Bundesliga-Debüt: Mit 36 Jahren feierte Hastenbecks Ex-Torhüterin Kristina Schnüll überraschend ihr Bundesliga-Debüt, weil sich Sindelfingens starke Torfrau und Kapitänin Simone Holder bei der 0:5-Pleite in Freiburg kurz vor Schluss am Knöchel verletzte. Bitter: 30 Sekunden nach ihrer Einwechslung musste Schnüll hinter sich greifen und den Ball aus dem Netz holen.

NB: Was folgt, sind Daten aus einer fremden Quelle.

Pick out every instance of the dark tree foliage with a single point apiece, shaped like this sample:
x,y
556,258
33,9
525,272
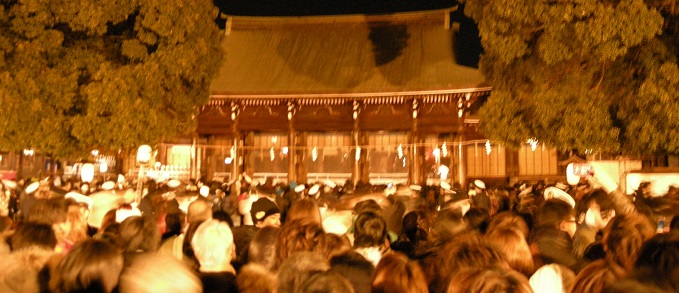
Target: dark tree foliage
x,y
78,75
581,74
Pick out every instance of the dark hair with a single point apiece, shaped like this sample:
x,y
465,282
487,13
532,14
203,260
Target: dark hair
x,y
139,234
297,236
355,268
327,282
396,273
597,195
48,211
624,236
91,266
33,234
478,218
489,280
552,212
468,251
262,247
370,230
174,223
298,268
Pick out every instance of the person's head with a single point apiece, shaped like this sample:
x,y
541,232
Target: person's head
x,y
556,213
552,278
91,266
262,247
447,225
305,208
356,269
478,218
595,209
624,237
370,230
595,277
139,234
153,272
256,278
509,220
331,245
467,251
52,212
298,268
29,234
296,237
213,246
416,225
489,280
396,273
327,282
515,248
199,210
265,213
658,262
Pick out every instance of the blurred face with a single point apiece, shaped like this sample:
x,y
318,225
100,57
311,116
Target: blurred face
x,y
270,221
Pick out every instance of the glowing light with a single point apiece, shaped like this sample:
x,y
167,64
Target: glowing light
x,y
144,154
437,154
533,143
87,172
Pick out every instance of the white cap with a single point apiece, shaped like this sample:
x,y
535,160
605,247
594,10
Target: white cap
x,y
204,190
561,186
123,213
314,189
79,198
32,187
479,184
445,185
330,183
174,183
553,192
108,185
9,183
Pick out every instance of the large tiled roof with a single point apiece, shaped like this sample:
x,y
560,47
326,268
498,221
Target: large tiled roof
x,y
336,56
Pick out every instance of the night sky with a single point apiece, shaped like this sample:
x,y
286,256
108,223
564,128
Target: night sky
x,y
468,45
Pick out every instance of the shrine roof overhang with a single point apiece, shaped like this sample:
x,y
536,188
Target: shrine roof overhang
x,y
331,59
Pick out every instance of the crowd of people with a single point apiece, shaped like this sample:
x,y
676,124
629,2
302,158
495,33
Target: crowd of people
x,y
245,236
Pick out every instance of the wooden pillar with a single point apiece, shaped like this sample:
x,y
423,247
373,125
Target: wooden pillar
x,y
302,153
356,141
210,158
461,158
364,162
415,176
292,143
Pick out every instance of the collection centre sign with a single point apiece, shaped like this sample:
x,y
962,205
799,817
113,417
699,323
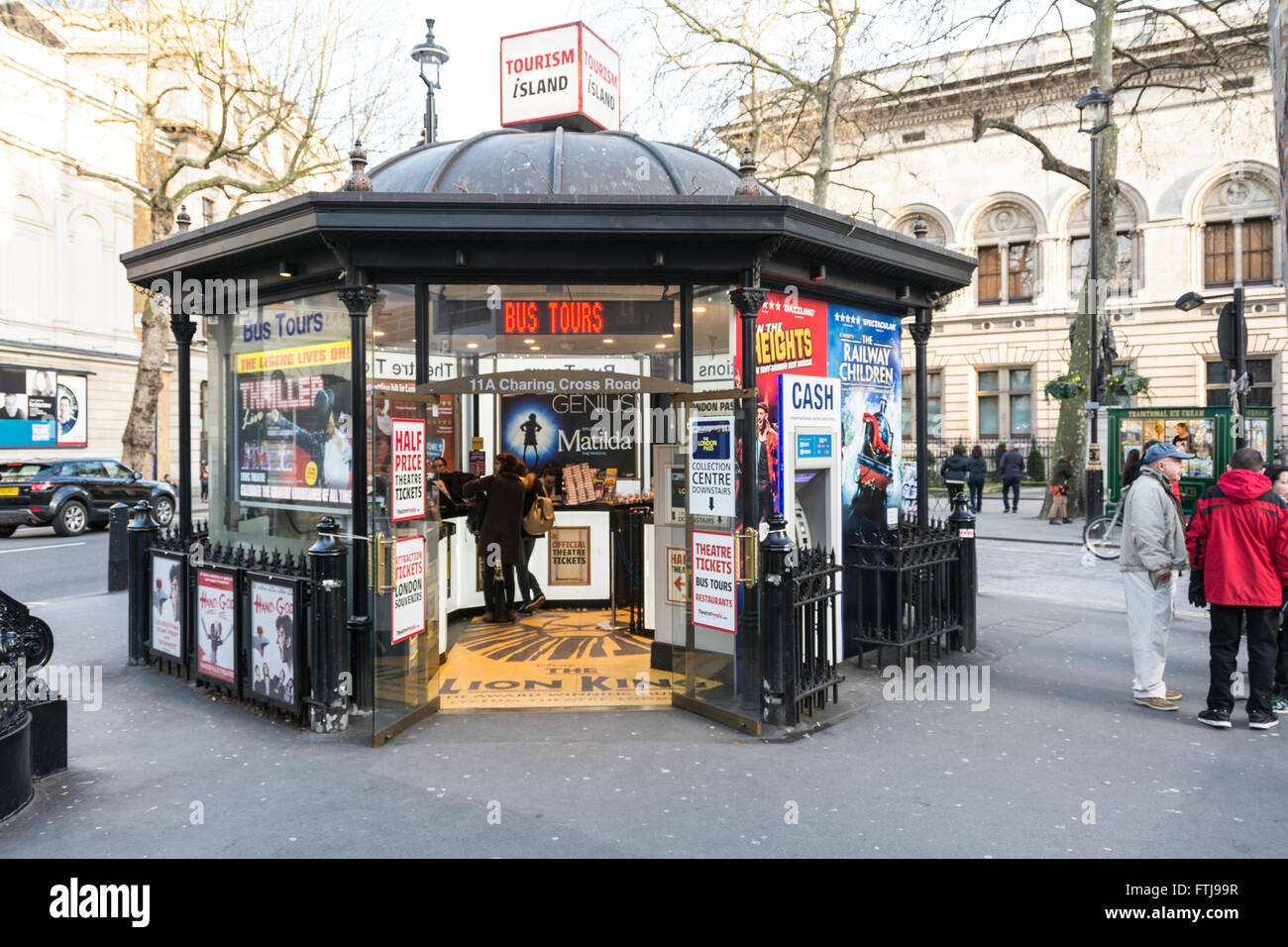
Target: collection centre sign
x,y
563,72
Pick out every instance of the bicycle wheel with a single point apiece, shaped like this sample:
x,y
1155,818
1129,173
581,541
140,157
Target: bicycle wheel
x,y
1103,536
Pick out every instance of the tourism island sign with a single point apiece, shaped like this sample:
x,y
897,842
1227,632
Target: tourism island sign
x,y
563,75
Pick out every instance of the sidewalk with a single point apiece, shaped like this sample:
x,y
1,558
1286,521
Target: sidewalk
x,y
1060,738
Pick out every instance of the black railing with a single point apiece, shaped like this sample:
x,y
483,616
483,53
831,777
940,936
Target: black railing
x,y
905,589
811,672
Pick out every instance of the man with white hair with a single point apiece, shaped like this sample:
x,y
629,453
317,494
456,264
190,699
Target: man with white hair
x,y
1153,552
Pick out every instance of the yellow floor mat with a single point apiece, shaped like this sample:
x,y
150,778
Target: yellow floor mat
x,y
553,660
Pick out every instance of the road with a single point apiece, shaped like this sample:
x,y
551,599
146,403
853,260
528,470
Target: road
x,y
38,566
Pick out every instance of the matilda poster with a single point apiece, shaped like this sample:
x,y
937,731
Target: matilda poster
x,y
294,444
561,429
791,337
864,355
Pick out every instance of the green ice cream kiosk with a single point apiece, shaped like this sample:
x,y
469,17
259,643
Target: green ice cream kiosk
x,y
1206,432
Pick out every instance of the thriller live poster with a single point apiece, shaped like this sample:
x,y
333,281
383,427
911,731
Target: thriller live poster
x,y
864,355
791,337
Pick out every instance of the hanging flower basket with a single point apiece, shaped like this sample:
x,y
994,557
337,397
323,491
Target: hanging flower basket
x,y
1065,386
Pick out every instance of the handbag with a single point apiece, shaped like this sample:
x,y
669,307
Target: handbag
x,y
541,517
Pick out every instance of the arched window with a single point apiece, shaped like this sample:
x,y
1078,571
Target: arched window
x,y
1125,279
1006,244
1239,231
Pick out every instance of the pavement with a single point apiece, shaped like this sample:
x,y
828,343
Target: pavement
x,y
1057,762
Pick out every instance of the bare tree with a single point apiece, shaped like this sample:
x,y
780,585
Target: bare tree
x,y
224,97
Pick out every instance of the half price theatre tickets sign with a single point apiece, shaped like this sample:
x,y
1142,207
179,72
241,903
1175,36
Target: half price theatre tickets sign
x,y
563,72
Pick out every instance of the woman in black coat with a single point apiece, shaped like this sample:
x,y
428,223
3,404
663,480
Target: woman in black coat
x,y
501,534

In Essen stand die gebürtige Hamelnerin, die 1998 unter anderem mit Sabine Thimm, Claudia Bubat, Martina Genge und Nicole Tappe die Niedersachsenmeisterschaft mit dem SV Hastenbeck gewann und jetzt in Schwaikheim vor den Toren Stuttgarts lebt, am vergangenen Bundesliga-Spieltag sogar 90 Minuten zwischen den Pfosten. Doch nach der deftigen 0:8-Pleite war die Enttäuschung groß.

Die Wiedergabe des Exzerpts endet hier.